Closed ben18785 closed 5 years ago

ben18785 commented 5 years ago

@Armand1 Have a look at the html which contains the inference results for three runs: negative, neutral and positive frequency dependence (you can open in in a browser). As you can see, in all cases, the actual corresponds to the estimated selection coefficient and mutation rate.

I am now going to move onto making the software able to produce each model.

Armand1 commented 5 years ago

@ben18785 I need to unpack your notebook that combines WF series generation and TS inference so that, having generated a bunch of series I can systematically explore the behavior of the inferential model.

I have generated the series I want and put them in a separate csv file, stripped out the generating functions, leaving only the functions necessary for TS inference, and put them in a separate notebook. But there's a problem when I give my new data to: data_stan <- fPrepareAll(aDF_short) it does not like it for unknown reasons. Is there a hidden assumption that, say, generations have to start at 1? Mine start at 4001 so that they're at quasi-stationary state.
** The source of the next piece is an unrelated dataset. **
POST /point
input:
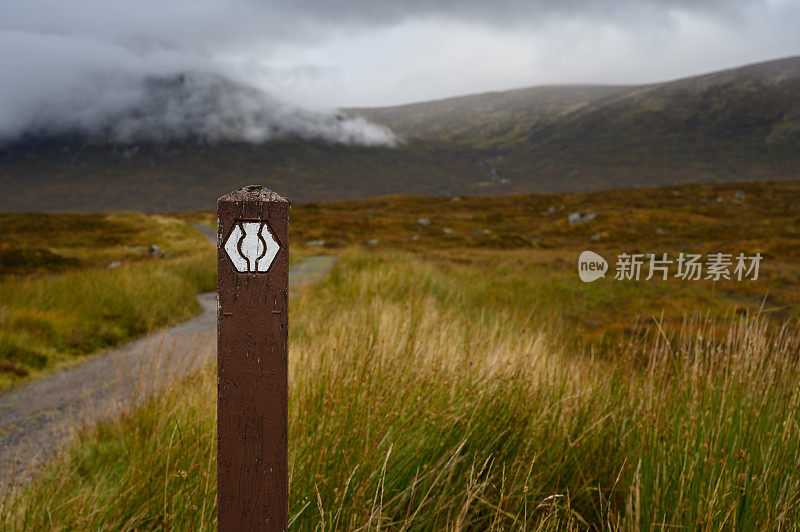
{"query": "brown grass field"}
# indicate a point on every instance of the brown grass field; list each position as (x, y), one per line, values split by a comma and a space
(457, 375)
I have uploaded my code, html output and data tagged with "AML's unpacking WF TS inference". I think it's something trivial --- would be grateful if you could look.

Also, if easy, can you wrap the stan inference in a function that allows me to look at how good it is given a certain number of generations of data? I thought of looking at 2, 10, 25, 50 and 100 generations of data --- the kind of numbers that one might have in reality. I imagine that the inference would be poor for 2 generations of data, but OK for 100. But it would be good to know. If not, I'll do it the hard way.
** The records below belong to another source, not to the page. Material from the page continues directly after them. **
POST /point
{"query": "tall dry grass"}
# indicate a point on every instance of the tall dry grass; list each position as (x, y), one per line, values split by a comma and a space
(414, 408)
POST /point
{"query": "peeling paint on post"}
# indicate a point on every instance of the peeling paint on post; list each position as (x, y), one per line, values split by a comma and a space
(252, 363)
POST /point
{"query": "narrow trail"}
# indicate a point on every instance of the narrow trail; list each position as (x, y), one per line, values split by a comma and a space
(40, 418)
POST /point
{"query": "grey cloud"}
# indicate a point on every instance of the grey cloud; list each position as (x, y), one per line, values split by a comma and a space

Armand1 commented 5 years ago

@ben18785 I have sort-of figured it out. Something in your several data-preparation functions either requires that variants be numbered from 1 or that generations be numbered from 1 (I think it's calculating the number of variants). But I only want to look at the tail end of populations that have been running for a couple of thousand generations and are at steady state --- and in which neither of these are true. Anyway, I have not altered your code, but as a workaround renamed generations and variants starting from 1 and now it works. Results soon!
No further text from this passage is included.